While this particular issue in Plachimada has yet to be resolved,
it illuminates the double-edged sword of SEE Change. On the one hand,
the initiative could inspire companies to develop truly sustainable,
innovative solutions to such pressing problems. On the other hand,
it could present opportunities for companies to greenwash, or mask
environmentally and socially destructive or benign projects as if
they are beneficial.
"We want this program to be judged by its results--we believe the
accomplishments of our companies will answer any criticism that SEE
Change is just about 'greenwash,'" said Ms. Hopkins. "That's why we're
asking participating companies to commit to specific goals and metrics
and report publicly on their progress."
To give "teeth" to the initiative, the Roundtable requires participant
companies to measure improvement in SEE performance, but allows companies
to choose which metrics to employ. The chosen metrics must be "material"
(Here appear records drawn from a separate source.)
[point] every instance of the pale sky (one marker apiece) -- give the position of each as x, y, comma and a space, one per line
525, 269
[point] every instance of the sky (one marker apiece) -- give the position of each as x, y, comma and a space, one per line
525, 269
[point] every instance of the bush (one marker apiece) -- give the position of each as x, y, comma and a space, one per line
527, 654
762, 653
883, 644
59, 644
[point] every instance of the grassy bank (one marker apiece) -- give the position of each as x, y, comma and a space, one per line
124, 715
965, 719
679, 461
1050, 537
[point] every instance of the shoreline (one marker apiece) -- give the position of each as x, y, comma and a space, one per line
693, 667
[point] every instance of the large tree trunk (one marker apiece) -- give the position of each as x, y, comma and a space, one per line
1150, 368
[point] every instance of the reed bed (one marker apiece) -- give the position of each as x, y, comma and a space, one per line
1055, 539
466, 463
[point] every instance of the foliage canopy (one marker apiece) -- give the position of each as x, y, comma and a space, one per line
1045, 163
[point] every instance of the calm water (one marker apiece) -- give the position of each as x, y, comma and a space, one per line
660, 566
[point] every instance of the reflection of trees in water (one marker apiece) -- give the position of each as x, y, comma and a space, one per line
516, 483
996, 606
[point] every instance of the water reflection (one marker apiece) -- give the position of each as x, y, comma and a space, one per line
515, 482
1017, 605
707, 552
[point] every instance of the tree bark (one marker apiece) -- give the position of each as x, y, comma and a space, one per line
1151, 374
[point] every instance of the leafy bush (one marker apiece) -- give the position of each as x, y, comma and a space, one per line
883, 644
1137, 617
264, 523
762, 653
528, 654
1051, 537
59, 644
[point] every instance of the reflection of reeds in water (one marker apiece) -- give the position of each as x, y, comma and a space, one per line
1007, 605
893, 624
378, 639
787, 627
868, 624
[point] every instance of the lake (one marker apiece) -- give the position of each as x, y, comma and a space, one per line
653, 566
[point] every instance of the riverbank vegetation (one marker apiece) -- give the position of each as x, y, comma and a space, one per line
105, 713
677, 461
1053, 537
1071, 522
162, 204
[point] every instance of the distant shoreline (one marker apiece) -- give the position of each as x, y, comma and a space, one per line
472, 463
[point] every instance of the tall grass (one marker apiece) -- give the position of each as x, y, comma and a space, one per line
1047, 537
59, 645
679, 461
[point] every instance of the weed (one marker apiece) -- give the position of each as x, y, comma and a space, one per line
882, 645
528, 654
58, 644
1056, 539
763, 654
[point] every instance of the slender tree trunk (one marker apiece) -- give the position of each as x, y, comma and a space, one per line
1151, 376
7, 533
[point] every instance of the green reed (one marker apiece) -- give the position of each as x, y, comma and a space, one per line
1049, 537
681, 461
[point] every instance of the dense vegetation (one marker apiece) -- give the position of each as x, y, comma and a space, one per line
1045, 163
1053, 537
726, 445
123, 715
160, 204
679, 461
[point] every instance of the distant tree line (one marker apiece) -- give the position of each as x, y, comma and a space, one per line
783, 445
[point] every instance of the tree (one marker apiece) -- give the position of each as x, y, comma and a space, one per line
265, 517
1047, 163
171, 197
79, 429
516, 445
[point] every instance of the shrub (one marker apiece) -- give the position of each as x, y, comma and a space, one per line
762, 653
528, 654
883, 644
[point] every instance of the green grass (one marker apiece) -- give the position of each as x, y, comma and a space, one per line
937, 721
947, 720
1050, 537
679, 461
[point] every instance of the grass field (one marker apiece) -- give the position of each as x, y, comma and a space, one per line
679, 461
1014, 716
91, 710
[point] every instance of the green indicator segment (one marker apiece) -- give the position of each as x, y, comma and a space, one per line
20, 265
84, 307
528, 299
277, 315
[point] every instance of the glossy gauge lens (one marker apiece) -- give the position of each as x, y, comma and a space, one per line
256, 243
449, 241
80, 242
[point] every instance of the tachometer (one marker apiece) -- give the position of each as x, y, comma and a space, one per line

in addressing social and environmental needs, "raise the bar" by implementing
long-term improvements, be transparent, meaningful, and reliable,
and be in place for significant periods--5, 10, or 15 years depending
on the company.
This flexibility encourages more companies to participate but it lays
the initiative open to a standard criticism of voluntary CSR programs;
specifically, that a lack of standardized metrics allows companies
to focus on their social and environmental strengths while downplaying
or altogether hiding their social and environmental weaknesses. Stakeholders
may ultimately decide if the initiative is substantive or greenwash
by closely examining the changes they see in corporate performance.